In Fattoria accogliamo persone di tutte le età, senza restrizioni. Anche se alcuni laboratori potrebbero essere mirati a una determinata fascia d’età, non ci sono limiti imposti né per coloro che sono disabili né per coloro che non lo sono. Se ci vengono proposti progetti interessanti e validi, li accogliamo. Ad esempio, in passato abbiamo avuto persone molto anziane affette da Alzheimer.
Quali sono i progetti futuri della Fattoria?
Il nostro obiettivo è mantenere la Fattoria come un luogo di sviluppo e crescita armonica per tutti, specialmente per i bambini e i ragazzi con disabilità.

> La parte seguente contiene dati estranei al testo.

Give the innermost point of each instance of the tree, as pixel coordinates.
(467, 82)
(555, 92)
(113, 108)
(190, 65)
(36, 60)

Vorremmo anche offrire opportunità lavorative per loro in futuro e creare un ambiente residenziale per i ragazzi autistici. Anche se non tutti potranno accedere a questo progetto, a causa dei limiti di capienza, crediamo fermamente che i progetti ben riusciti possono essere replicati altrove.
La Fattoria sarà sempre accessibile a tutti. Qui ognuno potrà vivere diverse esperienze e fasi di sviluppo: lavorare, giocare, stare insieme, fare amicizia, socializzare e lavorare sulle proprie autonomie. Questo è il nostro obiettivo.